The first place we went to was Kyoto and we stayed there for a total of about two days because the train ride there shaved a couple hours off a day for us. The winsome hostel we stayed at was actually a traditional wooden Japanese home that was about 100 years old and it was in great shape. It was called the Hostel Haruya Kyoto. It was the perfect location since it was quite close to the train station and it was in the middle of a narrow alleyway that consisted of many food shops. The front desk people were some of the nicest people I’ve ever encountered. They were sure to give us a grand tour of the place and they were helpful in every way. They often sat down with us to ask us about our plans and would even help map out everything to ensure that we had time to see all the things we wanted to. The bathrooms were outside which was hard since it was painfully cold outside in the mornings but we powered through. It was in a quiet area too which was good because I was always exhausted after our days in Kyoto.  Here is some more information on the hostel in case anyone was interested. image1image2image3

I was determined to see the unique pug cafe in Kyoto and thankfully I was able to reserve it for an hour or so at the Dog Salon Living Room Cafe. Although I’m someone who is allergic to all kinds of dogs, I wanted to live life on the edge and see those cuties anyways (I did later break out on my arm and ended up sneezing for the rest of the day but it was worth it) because I wasn’t too keen on seeing owl cafes or cat cafes. I heard great reviews about it from friends and from online blogs so I wanted to see it for myself. It was quite adorable and there were 11 of them in total. The owners of the pugs were really sweet and offered us some sweets along with tea. In addition to this, we were given a family tree that showed us the ages and genders of these dogs. We even got a pug calendar for free at the end of our visit! Be sure to make reservations for it if you’re interested.

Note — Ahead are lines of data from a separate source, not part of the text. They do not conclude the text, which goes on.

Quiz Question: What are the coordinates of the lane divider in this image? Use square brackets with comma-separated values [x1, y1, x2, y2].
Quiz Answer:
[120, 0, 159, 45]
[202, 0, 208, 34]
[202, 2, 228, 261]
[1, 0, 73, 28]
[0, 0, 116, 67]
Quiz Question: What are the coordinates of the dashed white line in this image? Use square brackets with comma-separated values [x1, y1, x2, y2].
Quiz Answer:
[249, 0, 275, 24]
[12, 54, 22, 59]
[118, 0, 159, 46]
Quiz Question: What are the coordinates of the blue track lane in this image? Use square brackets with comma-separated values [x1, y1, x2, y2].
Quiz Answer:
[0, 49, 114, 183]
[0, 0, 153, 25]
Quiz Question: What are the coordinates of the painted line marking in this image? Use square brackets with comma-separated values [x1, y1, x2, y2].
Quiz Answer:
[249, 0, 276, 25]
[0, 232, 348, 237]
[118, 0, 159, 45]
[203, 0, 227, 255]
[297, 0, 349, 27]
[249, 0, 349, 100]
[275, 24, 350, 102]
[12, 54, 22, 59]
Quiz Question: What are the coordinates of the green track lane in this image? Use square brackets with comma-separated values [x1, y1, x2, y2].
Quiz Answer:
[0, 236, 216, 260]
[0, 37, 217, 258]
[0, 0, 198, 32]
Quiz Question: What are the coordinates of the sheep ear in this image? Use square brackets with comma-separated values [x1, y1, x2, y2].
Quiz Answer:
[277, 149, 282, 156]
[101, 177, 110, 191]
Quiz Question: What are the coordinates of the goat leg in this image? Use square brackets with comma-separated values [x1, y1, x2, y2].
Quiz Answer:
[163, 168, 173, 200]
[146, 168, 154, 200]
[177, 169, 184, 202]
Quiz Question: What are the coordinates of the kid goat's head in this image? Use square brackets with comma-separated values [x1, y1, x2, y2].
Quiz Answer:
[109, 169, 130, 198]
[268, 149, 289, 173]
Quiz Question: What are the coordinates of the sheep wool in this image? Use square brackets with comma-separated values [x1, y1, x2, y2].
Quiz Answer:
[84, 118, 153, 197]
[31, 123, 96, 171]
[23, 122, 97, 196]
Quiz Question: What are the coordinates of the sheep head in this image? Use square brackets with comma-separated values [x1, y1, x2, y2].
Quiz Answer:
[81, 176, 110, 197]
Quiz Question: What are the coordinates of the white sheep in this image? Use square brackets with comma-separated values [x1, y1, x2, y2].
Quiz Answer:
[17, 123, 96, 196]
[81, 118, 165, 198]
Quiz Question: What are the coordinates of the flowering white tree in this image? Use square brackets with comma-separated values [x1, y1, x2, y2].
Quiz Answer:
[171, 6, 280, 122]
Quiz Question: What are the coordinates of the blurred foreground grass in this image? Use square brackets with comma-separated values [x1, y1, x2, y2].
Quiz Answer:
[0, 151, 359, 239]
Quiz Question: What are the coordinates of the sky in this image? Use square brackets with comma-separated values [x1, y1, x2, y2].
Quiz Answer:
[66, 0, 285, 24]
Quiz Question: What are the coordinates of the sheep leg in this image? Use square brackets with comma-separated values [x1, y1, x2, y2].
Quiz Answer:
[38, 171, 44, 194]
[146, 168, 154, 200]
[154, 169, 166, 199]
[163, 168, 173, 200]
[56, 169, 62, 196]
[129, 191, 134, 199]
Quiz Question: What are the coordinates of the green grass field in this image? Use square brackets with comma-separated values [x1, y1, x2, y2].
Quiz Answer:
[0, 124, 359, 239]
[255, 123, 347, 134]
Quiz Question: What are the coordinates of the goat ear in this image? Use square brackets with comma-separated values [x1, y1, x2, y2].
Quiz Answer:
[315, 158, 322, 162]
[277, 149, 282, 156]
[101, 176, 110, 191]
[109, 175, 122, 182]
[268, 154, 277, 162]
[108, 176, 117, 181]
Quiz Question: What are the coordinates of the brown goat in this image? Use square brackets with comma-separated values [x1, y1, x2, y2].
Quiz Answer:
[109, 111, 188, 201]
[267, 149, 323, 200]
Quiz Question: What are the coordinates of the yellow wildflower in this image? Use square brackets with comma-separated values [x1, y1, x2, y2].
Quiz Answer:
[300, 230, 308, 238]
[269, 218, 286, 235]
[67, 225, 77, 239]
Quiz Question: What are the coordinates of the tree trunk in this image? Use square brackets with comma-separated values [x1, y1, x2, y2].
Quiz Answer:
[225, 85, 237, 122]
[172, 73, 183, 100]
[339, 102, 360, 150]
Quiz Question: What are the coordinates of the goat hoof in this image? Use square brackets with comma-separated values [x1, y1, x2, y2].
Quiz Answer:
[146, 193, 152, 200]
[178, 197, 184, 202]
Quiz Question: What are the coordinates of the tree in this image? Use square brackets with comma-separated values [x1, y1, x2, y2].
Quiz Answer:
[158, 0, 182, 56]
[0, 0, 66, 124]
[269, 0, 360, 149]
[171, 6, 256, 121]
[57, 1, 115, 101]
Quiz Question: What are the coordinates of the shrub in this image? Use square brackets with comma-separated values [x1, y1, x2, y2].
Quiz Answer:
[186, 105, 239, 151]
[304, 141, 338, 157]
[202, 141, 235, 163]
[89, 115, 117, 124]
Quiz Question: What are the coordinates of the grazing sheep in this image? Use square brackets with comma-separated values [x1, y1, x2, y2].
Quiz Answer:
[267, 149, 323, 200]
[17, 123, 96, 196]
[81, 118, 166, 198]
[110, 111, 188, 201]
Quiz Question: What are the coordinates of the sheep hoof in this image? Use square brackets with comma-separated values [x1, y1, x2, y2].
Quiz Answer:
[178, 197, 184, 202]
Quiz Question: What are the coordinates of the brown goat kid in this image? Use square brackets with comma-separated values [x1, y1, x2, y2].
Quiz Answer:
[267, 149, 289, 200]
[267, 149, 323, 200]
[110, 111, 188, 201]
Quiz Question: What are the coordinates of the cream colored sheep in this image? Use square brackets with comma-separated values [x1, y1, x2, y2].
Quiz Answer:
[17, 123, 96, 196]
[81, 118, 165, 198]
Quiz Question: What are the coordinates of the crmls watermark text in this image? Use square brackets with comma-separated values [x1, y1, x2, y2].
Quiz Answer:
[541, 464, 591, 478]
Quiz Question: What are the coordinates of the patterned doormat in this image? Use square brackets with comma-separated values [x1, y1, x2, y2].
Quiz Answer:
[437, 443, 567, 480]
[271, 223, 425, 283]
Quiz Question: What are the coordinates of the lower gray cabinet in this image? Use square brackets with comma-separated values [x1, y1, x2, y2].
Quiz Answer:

The red towered shrine was an attraction that I had heard so much about so we went to find it during our first day in Kyoto. It’s also known as the Fushimi Inari Shrine and it was incredible. It was in enthralling to walk through the paths but it was a bit hard capture it all at once because numerous tourists surrounded us with their phones and cameras. I wished I could have decoded all the characters on the poles since they all had something written on them. The bold red color of the entire shrine was stunning and it was my favorite part of Kyoto.


Another precious attraction that we could not miss was the golden pavilion that is known as Kinkaku-Ji. I’ve never seen anything quite like it and the reflection of it in the pond water was stunning. There was an obnoxious amount of tourists everywhere but it certainly didn’t take away from the beauty of it all. It’s opened everyday from 9am to 5pm and there is a small admission fee of 400 yen.


Other things we did in Kyoto consisted of the Nishiki Market that had an endless array of foods and Gion which is known to have wandering geishas if you’re lucky enough to catch them late at night. The market has everything you need from souvenirs to local street food to local sake. It’s worth it to get lost there for an hour or so because you may eventually wander into an area that has clothing shops. My friend and I wandered around Gion to search for dessert and we stumbled upon the Kamo River along with countless restaurants and teahouses. This area is known for geishas but we didn’t see any while we were there walking about. Another thing that became my one of my favorites (other than the Fushimi Inari Shrine) was the Arashiyama Bamboo Forest. 


After Kyoto, we decided to go to Hakone for a quick day trip but we didn’t realize how much time it would take for the train and what not. We ended up getting there around 1-2 pm but by that time, many of the tour guides told us that businesses closed around 5 pm so we’d need to go somewhere that was quite close and easy to get to. It was disappointing to hear because had we known that shops closed at 5, we would have started the day much earlier. The only thing we had time to do was go to this naked hot spring that was located in a fancy hotel. This was unknown to me, but Hakone is actually known for onsens which are hot springs. This was called the Tenzen Tohji-kyo Hot Springs and it cost about 1300 yen to get in. It’s more popular among the locals than it is for tourists but that makes the experience even better in my opinion. I wasn’t able to take my smartphone anywhere so I didn’t get quality photos of the experience but it was a great way to unwind for a few hours. They had various pools of water that varied in temperature and they had a sauna room. A shower was provided which allowed you to clean yourself up a bit before getting in the pools. They had lockers and areas where you could reapply your makeup afterwards. Hairdryers and towels were also present which made this place seem insanely professional and sanitary. Not to mention it felt great to finally feel warm in Japan!